Always wanting to live in an old house, she made an exhaustive search before finding the one she wanted: a prominent 10-room Victorian at 600 B St., originally built for Dr. H.S. Gossage in 1898.
"It's such a great experience to live in a big old house. This is where my heart is, it's become my lifetime project," said Rankin, just the fifth owner of the 113-year-old property.
The roundabout journey that led to her current front door began when her parents, Phillip and Betty Bell, along with Phyllis and her brother, moved from San Francisco to Montana, where her father learned the refrigeration trade.
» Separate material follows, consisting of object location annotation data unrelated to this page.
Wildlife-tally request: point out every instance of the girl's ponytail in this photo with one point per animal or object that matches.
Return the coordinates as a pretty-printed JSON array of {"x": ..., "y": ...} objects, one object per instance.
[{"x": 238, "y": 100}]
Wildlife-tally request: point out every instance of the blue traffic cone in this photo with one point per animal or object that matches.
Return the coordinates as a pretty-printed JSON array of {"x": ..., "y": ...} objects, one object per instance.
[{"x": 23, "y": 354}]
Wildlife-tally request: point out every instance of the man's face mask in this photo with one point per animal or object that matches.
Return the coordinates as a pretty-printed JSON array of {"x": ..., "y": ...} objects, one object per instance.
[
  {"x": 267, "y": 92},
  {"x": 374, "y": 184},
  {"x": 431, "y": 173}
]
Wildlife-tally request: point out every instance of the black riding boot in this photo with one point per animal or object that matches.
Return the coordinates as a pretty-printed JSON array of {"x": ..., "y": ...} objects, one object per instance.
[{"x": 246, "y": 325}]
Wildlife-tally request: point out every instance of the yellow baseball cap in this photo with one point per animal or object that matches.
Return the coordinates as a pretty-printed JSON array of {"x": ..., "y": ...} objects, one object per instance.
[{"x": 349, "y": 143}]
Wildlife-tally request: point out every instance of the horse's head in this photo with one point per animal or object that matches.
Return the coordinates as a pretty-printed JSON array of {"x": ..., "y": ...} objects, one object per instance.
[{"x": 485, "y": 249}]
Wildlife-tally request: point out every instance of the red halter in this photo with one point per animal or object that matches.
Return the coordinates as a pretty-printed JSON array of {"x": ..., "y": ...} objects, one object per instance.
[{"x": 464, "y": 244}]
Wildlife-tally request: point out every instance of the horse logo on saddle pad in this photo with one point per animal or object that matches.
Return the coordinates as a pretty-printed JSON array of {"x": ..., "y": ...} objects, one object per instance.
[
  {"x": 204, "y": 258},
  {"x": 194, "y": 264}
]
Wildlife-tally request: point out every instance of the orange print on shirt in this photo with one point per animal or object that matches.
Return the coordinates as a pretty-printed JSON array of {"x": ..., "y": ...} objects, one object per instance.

They came to Petaluma in 1942, where Phillip Bell opened Bell Engineering, and the family lived at 941 B St. until they moved to Anchorage, Alaska in 1949.
Phyllis left Alaska for Western State College in Colorado to study art and drama and, "because the school had its own ski run." In 1954 she married Los Angeles native Jack Rankin, a Pacific Telephone employee, and the couple lived in Southern California before moving to Mill Valley in 1970 and to Petaluma two years later.
She became involved with Heritage Homes when the historic 1906 Carnegie Library was being threatened with demolition and later served on the Petaluma Historical Museum's first board of directors.
"I was a bookish child and I didn't want them to do anything with my library," declared Rankin.
Twelve-foot ceilings and antique furniture nicely complement every room of her home, and old seed bins from the former M. Vonsen Co. feed store offer a vintage touch to the library of the residence that's been a feature of the Heritage Homes tour. "
This house has always been a work in progress. When we moved here, we enthusiastically did the upkeep. We've painted three times, replaced the roof twice, and I've replaced the wallpaper in almost every room."
For many years, Phyllis could be seen riding her eye-catching 1937 Pilot bicycle all over town. Completely restored in 1991, with new spokes, new paint, and fresh chrome, the bike had been her prized possession since childhood before it was stolen from her yard last summer. She'd like it back.